I remember always feelings extremely disappointed when people wouldn't check in or talk to me after awhile. The all give and no take scenario. I think because of our traumas, the amount of pain it causes us is absolutely normal. The part that made it worse was that one of my coping mechanisms was to totally wallow in all of the loss and disappointment of feeling like I'd lost a friend.

But my mother taught me something from a super young age. She's has MS and when I was really young she had to be in bed a lot, and people would get upset when she couldn't make it to events or planned hangouts.

She taught me that people don't realize what they're doing, because they just don't understand. Whether they don't hit you back, or they judge you. Almost always, it's because they don't understand, don't know how to react, or can't even begin to comprehend what we have gone through. I've been dealing with this since I was a little girl. Feeling totally out of line because I saw things differently than other kids. But it was because they weren't seeing what we saw. They weren't suffering like we suffered. They didn't see life like we did. And so they just went on, growing up and living their life. For myself, I react in sadness and self-loathing, but then I turn to anger and frustration.

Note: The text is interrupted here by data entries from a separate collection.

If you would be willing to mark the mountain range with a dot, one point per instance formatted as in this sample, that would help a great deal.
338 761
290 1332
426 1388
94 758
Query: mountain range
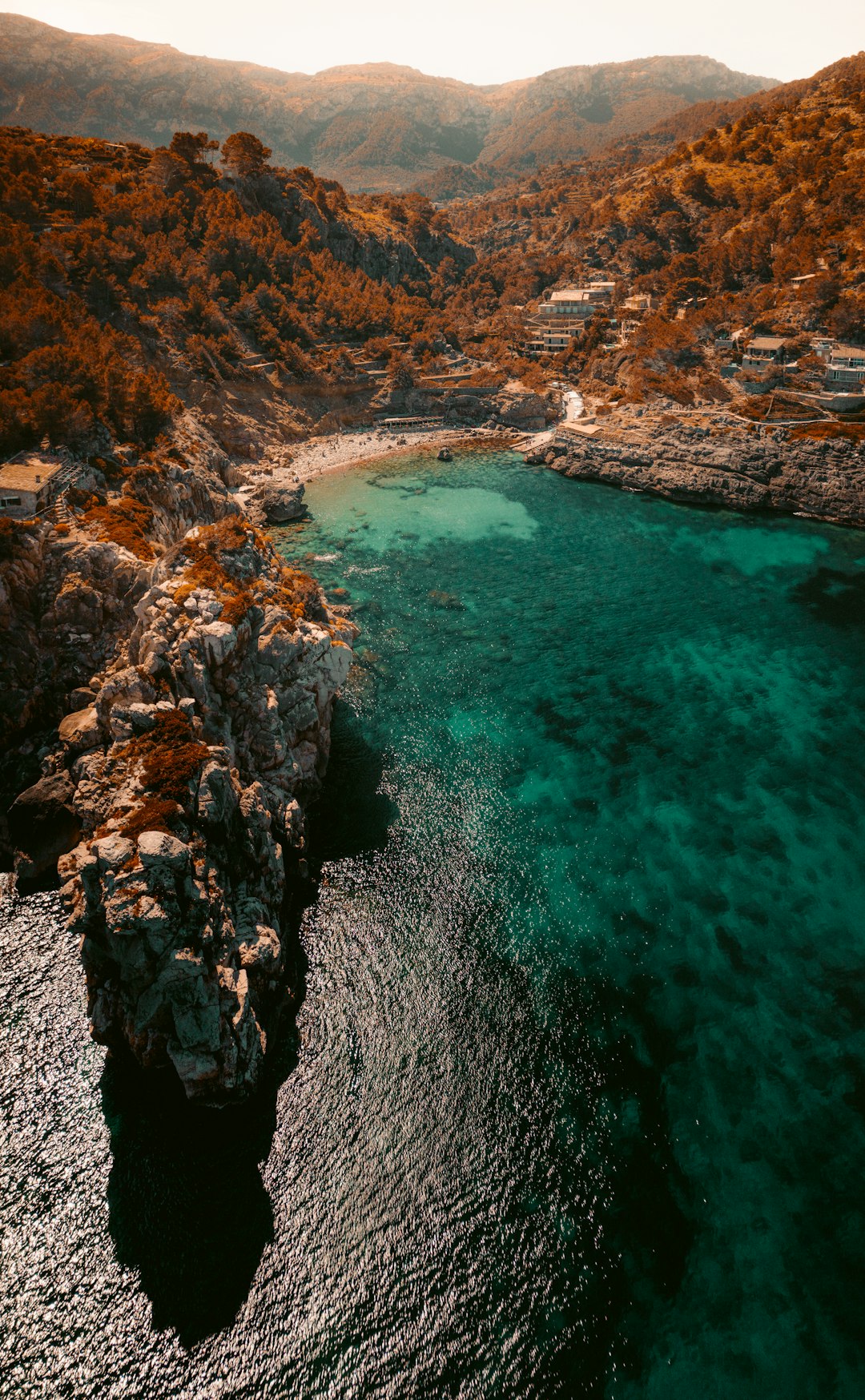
372 127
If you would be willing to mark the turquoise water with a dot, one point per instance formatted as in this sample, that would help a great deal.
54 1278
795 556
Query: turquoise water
577 1100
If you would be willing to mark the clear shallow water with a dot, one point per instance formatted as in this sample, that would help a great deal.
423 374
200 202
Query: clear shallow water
577 1102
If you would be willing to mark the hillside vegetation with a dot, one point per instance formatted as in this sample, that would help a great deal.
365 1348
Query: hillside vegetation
715 231
132 279
374 127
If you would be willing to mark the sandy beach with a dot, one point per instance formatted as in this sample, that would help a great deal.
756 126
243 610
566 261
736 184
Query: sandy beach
340 451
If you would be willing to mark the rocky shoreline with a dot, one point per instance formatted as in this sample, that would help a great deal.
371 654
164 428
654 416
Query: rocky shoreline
710 464
194 728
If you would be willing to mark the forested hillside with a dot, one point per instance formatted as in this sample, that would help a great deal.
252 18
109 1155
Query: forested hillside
131 279
374 127
715 231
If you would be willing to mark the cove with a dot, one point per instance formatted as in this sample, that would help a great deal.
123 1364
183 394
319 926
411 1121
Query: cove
577 1100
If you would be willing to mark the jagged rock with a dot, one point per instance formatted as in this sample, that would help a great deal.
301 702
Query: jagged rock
280 503
80 731
734 468
213 734
44 825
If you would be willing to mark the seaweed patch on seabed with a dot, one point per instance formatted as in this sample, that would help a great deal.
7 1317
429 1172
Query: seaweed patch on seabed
835 597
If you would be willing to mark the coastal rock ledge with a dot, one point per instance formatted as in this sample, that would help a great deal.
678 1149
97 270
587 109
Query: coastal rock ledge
191 766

The truth is, they don't always know what they're doing. They don't always understand the importance of maintaining contact with someone who cares. They were never taught to not to take things for granted. Whereas, had to hold onto everything that we had, because we didn't know how long it was going to stick around.
It's either that, or they're going through the same thing we're going through. People process trauma so differently, so maybe their way of coping is isolation. Maybe they're so stuck in how they're feeling and the burdens of every day life that they fail to reach out to the people they truly care about. Maybe they're so emotionally exhausted from their own situation that they have nothing left to give anyone else.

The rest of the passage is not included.